Car il ne suffit pas d'avoir droit à un C2P pour le remplir ! Un travailleur engrange en effet des points au rythme de quatre points par an pour l'exposition à un critère, et de huit par an pour l'exposition à deux critères et plus – alors même qu'un salarié sur trois subit au moins trois contraintes physiques,
selon la Direction de l'Animation de la recherche, des Études et des Statistiques (Dares), le service statistique du ministère du Travail. Et ce nombre de points est plafonné à cent. Autrement dit, la pénibilité subie par un actif dont l'emploi correspond à deux critères du C2P n'est plus prise en compte au-delà de 12,5 années de carrière.
Après la réforme, pour les 1,8 million de titulaires d'un C2P, la partie ne sera toujours pas gagnée.
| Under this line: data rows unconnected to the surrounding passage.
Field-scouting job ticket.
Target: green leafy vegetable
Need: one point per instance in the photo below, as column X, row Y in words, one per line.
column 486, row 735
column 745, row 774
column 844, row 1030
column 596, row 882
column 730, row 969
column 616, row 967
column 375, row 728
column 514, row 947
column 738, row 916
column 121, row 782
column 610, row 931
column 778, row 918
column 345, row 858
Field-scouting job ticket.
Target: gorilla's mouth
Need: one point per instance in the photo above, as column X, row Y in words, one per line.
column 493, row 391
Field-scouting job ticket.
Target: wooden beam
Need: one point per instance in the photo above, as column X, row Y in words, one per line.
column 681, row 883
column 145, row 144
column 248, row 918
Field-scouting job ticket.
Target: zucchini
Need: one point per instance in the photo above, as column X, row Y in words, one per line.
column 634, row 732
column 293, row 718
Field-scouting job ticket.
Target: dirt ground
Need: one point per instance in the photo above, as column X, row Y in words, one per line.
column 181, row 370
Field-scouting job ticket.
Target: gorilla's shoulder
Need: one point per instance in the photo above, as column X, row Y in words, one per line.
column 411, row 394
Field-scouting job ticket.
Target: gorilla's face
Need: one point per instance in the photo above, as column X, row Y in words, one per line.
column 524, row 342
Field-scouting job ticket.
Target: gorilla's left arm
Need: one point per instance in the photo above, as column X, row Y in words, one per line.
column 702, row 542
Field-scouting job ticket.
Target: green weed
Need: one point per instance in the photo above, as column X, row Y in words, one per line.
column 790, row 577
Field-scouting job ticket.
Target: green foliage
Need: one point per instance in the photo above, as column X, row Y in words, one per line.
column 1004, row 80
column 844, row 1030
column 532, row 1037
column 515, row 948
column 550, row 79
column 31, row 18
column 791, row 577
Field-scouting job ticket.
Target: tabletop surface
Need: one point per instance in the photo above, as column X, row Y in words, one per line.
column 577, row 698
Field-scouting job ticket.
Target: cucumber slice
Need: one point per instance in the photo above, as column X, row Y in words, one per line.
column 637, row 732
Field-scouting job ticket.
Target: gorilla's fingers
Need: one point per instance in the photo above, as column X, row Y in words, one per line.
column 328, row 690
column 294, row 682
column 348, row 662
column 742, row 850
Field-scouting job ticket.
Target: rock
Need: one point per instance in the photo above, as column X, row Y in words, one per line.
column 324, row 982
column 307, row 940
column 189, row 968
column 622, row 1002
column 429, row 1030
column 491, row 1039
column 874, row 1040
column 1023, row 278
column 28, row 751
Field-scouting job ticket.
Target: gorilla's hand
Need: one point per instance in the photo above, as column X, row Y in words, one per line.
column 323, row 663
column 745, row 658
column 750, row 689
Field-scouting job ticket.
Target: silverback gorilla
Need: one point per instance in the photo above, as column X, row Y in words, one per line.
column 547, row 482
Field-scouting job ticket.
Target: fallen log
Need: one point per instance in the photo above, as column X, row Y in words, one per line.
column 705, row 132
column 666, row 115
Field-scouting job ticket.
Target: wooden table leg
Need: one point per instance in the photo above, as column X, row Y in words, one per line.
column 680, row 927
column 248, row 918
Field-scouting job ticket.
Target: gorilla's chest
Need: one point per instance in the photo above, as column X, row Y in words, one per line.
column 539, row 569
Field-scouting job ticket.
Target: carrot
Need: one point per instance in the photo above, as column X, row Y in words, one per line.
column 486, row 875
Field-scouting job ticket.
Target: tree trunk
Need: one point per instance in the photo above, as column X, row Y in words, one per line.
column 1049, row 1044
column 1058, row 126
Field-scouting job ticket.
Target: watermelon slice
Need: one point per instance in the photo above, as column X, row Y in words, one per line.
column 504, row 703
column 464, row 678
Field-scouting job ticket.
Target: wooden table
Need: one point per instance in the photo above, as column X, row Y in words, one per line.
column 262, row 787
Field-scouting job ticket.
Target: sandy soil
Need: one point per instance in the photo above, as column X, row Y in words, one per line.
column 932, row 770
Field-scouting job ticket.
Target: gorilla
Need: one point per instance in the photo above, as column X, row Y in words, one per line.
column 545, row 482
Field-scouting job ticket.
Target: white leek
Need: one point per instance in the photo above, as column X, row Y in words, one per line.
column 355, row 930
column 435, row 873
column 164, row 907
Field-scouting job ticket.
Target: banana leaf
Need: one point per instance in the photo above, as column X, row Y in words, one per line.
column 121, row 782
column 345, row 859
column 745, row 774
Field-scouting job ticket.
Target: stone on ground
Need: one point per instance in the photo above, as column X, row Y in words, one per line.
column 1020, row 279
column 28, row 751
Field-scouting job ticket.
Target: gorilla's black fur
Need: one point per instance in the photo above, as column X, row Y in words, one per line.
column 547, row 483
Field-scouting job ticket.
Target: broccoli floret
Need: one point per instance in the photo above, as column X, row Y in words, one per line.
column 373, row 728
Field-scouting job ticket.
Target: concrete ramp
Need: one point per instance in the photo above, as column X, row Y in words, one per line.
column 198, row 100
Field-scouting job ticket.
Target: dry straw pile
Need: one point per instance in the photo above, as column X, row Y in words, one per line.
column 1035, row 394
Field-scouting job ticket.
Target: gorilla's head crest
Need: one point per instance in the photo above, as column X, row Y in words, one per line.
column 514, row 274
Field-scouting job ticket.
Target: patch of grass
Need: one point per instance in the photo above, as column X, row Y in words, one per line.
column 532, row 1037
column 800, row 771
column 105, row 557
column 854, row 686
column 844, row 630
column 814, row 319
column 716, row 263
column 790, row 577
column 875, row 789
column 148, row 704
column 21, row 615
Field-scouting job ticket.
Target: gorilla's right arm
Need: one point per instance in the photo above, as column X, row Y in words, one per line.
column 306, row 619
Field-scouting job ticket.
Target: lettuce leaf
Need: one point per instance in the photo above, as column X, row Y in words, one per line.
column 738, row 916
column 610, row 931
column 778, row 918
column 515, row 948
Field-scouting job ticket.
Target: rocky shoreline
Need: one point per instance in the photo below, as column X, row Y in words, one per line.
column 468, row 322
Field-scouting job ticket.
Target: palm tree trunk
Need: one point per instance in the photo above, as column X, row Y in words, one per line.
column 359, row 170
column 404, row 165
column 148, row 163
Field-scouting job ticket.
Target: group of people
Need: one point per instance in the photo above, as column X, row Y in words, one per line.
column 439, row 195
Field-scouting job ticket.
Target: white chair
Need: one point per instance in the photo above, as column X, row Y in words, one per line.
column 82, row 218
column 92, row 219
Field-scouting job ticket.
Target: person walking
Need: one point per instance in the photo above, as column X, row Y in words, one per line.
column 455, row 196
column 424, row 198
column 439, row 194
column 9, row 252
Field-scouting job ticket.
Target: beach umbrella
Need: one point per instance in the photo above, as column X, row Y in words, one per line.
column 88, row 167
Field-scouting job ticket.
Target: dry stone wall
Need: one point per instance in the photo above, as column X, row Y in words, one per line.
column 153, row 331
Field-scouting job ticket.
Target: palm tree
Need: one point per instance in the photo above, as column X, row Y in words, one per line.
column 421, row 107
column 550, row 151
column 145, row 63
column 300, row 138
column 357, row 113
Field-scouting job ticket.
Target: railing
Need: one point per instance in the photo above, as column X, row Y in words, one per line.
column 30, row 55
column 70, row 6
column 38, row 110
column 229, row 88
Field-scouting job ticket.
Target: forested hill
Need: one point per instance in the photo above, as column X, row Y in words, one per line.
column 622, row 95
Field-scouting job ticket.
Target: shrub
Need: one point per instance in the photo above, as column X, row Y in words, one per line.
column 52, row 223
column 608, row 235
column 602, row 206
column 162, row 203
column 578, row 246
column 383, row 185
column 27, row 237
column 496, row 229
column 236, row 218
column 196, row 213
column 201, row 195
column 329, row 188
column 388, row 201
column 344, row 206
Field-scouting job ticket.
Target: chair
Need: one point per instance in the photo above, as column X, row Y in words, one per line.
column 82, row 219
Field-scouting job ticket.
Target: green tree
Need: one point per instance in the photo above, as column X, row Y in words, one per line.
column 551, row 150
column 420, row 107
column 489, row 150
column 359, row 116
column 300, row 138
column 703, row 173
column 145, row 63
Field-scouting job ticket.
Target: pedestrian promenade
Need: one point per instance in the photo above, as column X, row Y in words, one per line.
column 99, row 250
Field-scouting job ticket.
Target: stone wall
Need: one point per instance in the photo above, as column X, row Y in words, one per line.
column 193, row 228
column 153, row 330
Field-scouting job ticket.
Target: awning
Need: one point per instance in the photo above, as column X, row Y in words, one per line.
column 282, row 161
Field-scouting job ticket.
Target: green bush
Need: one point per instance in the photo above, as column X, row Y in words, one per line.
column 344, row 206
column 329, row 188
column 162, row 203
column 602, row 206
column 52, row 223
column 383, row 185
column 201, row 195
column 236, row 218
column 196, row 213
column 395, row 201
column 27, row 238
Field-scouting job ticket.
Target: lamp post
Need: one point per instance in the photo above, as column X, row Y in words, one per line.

Les facteurs de pénibilité ne sont comptabilisés qu'à partir de certains seuils, et ceux-ci sont particulièrement élevés. "
Par exemple, à l'époque où le critère de port de charges lourdes était pris en compte, les déménageurs n'atteignaient pas le nombre d'heures nécessaire", relate Serge Volkoff. Actuellement,
comme le rapporte Le Monde, les personnels navigants d’Air France sur des vols long-courriers n’entrent pas dans le dispositif alors même qu’ils sont fréquemment employés la nuit.
Des seuils de pénibilité abaissés, mais...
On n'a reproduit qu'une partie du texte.